C’est dire que le salut n’est pas un dû. Il n’y a pas de « droit au
salut ». L’illustration que donne Jésus à sa réponse n’est pas prise au
hasard. Il fait dire à ceux qui s’étonnent de ne pas être admis au
salut « nous avons mangé et bu en ta présence et tu as enseigné sur nos
places ». Nous pourrions entendre : « nous avons participé à
l’eucharistie, nous avons entendu ta parole, nous avons droit au salut
! Nous te connaissons bien, laisse-nous entrer ! » Mais le maître de
maison répondra « éloignez-vous de moi, vous qui commettez l’injustice !
». Il ne s’agit donc pas de simplement connaître Dieu et pratiquer des
rites pour avoir droit au salut. Il s’agit de pratiquer la justice,
c’est-à-dire de faire advenir l’évangile dans notre vie. Le chapitre 25
de l’évangile de Matthieu développe dans plusieurs paraboles ce que
signifie pratiquer la justice, et comment ceux qui vivent l’évangile
seront accueillis dans le Royaume de Dieu :
« J’avais faim et vous m’avez donné à
manger, j’avais soif et vous m’avez donné à boire, j’étais malade, en
prison et vous m’avez visité, nu et vous m’avez habillé… » Dieu
ne réserve donc pas automatiquement des places à ceux qui auront eu une
bonne pratique religieuse ; pas plus que le certificat de baptême ne
tient lieu de ticket d’entrée. Dieu fera entrer dans son royaume ceux
qui l’auront aimé à travers leurs frères en humanité. « Chaque fois que vous l’avez fait à l’un de ces plus petits de mes frères, c’est à moi que vous l’avez fait. »
Cependant, quand bien-même nous aurions pratiqué la justice tout au
long de notre vie, le Salut ne serait pas pour autant un dû. Au-delà de
tous les efforts que nous pourrions faire, le salut n’est pas un droit
à revendiquer en fonction de nos mérites. C’est Dieu qui nous en fait
le don gratuit, sans contrepartie, comme il l’a toujours promis. Cette
promesse traverse toute la Bible, du début à la fin, tout au long de
l’ancien et du nouveau testament. Et donc le salut est offert à tous,
simplement parce que Dieu est bon, et il agit selon son bon plaisir. Et
son bon plaisir, c’est que tous soient sauvés. Jésus dit bien que la
porte est étroite, oui, mais elle est ouverte ! Et même ouverte à tous
! « On viendra de l’orient et de l’occident, du nord et du midi prendre place au festin dans le royaume de Dieu ».
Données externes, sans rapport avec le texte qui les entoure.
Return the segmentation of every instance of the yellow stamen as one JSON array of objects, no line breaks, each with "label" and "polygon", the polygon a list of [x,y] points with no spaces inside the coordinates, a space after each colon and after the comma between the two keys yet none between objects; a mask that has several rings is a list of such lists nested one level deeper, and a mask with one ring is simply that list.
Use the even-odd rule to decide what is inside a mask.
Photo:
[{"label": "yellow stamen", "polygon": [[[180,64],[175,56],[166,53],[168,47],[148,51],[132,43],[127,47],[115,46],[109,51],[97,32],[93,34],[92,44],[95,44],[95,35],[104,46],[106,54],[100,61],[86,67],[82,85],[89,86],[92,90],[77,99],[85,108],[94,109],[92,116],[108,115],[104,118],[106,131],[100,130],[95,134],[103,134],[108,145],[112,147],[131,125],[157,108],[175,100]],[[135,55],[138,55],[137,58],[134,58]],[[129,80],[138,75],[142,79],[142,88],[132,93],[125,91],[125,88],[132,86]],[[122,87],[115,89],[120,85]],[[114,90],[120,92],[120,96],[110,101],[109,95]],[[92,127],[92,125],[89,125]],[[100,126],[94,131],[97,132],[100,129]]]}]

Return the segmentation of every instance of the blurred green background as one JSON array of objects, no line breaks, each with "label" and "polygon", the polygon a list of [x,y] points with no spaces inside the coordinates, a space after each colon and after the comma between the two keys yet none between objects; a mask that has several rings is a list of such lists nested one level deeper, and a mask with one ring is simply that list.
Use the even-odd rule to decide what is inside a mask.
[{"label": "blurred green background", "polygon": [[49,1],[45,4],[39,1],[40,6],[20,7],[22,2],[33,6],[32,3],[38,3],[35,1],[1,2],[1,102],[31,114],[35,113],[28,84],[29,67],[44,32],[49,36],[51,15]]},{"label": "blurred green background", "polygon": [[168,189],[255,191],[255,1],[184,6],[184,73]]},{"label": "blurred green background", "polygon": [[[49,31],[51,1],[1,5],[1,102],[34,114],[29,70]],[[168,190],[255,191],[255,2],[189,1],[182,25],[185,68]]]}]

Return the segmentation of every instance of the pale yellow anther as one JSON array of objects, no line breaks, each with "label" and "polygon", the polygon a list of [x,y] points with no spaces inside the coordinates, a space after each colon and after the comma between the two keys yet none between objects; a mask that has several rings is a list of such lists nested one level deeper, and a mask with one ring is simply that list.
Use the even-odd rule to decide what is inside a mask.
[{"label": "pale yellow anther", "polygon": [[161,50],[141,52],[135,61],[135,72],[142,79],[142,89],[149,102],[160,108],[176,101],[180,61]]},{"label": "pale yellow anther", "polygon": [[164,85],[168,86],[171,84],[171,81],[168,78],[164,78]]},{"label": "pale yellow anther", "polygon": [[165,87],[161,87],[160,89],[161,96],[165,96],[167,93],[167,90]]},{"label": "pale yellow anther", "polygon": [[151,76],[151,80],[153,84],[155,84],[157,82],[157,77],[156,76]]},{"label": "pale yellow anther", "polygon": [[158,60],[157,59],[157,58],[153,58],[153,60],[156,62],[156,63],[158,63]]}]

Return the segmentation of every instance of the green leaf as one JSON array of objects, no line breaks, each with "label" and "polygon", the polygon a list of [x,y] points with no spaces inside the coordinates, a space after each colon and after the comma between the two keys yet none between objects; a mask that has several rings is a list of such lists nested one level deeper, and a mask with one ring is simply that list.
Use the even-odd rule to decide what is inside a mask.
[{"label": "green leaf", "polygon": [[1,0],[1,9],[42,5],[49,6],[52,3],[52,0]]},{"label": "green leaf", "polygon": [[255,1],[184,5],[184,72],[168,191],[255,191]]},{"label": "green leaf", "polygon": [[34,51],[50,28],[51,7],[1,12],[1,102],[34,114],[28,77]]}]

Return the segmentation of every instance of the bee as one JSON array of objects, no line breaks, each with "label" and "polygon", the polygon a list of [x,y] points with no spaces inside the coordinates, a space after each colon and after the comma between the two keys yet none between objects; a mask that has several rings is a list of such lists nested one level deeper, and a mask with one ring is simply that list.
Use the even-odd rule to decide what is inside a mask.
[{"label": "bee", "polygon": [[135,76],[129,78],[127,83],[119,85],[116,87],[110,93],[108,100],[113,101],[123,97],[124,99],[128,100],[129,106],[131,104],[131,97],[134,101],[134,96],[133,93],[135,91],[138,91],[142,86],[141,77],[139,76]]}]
L’homme qui a interrogé Jésus au début de ce passage, et toutes les
autres personnes dans la foule qui le suit, ont bien de quoi être
choqué par cette phrase. En demandant si « peu de gens » seront sauvés,
il demandait si le salut ne concerne que le peuple juif, ce qui est
déjà peu en effet par rapport à toute l’humanité, ou quelques-uns
seulement parmi les juifs, ce qui représente un nombre encore plus
restreint. Mais Jésus répond en évoquant des gens venus des quatre
points cardinaux, donc bien au-delà des frontières d’Israël pour
prendre part au festin dans le Royaume de Dieu.
Contrairement à ce que tous avaient voulu comprendre jusqu’alors, le
salut n’est pas réservé au tout petit peuple juif, même s’il est le
peuple élu.
Oui, le salut est universel, il n’est pas réservé à une élite.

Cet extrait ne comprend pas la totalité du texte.